Without understanding why she felt elated, perhaps because his recognition of her, and his inclination to chat, gave substance to Maureen O’Keefe’s assurances of a swift recovery. Mrs Handcock read good news in her face and in the demand for a pot of strong tea. ‘Is ’er comin’ round, then? Is ’er really on the mend, do ee’ think?’ she asked and Claire told her that he was very definitely on the mend, and that she could pop in and have a word with him after the doctor had been. The bulletin transformed the housekeeper. She puffed out her cheeks with relief and waddled to and fro laying the tea-tray, saying, ‘Tiz been a turrible carry-on about yer, Miss Claire! A
turrible
carry-on! Right plaized to zee
you
back I be for mebbe you c’n maake ’un smile again! What with one thing and another us didden know ’ow ’twould end sometimes. My Horace has been in a rare ole tizzy about ’un, I can tell ’ee!’
‘I can believe it, Mrs Handcock,’ said Claire, and took the tray up the backstairs to the bedroom, cooling the first cup with plenty of milk in case he spilled it, then putting her arm round his shoulders to steady him as he lifted it to his mouth with his free hand.
He drank it gratefully and asked for another and hotter cup but while she was pouring he passed his hand over his chin and exclaimed, ‘Good God, I’ve got half-an-inch of stubble! Why the devil didn’t somebody shave me before they brought you here?’ and she laughed and said she would shave him herself if the doctor gave permission and then let him drink his second cup without help, remembering the stress laid upon such niceties in the lecture entitled, ‘Convalescence!’

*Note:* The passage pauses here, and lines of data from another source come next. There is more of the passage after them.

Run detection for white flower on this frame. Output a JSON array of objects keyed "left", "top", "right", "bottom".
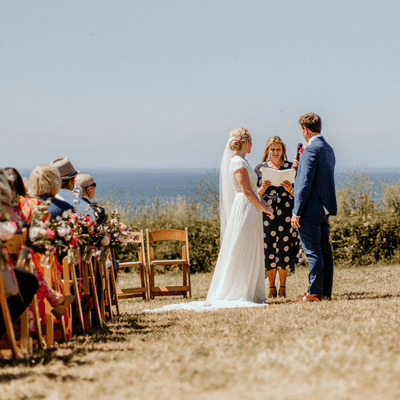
[
  {"left": 29, "top": 227, "right": 46, "bottom": 241},
  {"left": 101, "top": 236, "right": 110, "bottom": 246},
  {"left": 0, "top": 221, "right": 18, "bottom": 241}
]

‘All right,’ he said, when she had relieved him of the cup, ‘now you can tell me how you happen to be here and something of what’s going on. That woman doctor can’t because she’s a stranger here and as for John Rudd, he fusses like an old hen every time I ask him a straightforward question! All I get from him is “Don’t fret, Boy! Leave everything to me!” as if that helps a man to clear his head!’
‘Well, he’s right,’ she said, ‘for you have been rather ill, you know. Apart from being badly knocked about you had pneumonia and pneumonia plus broken ribs can be very dangerous.’
He grinned and she realised he was laughing at her readiness to dispense medical knowledge.
‘So you sold that wretched tea-shop and took up nursing?’
‘No,’ she said, ‘but I might. I was always interested in nursing and would have gone in for it years ago if Father hadn’t sat on the idea. I enrolled for a V.A.D. course at St Thomas’s when I left Penshurst and opened a shop in London.’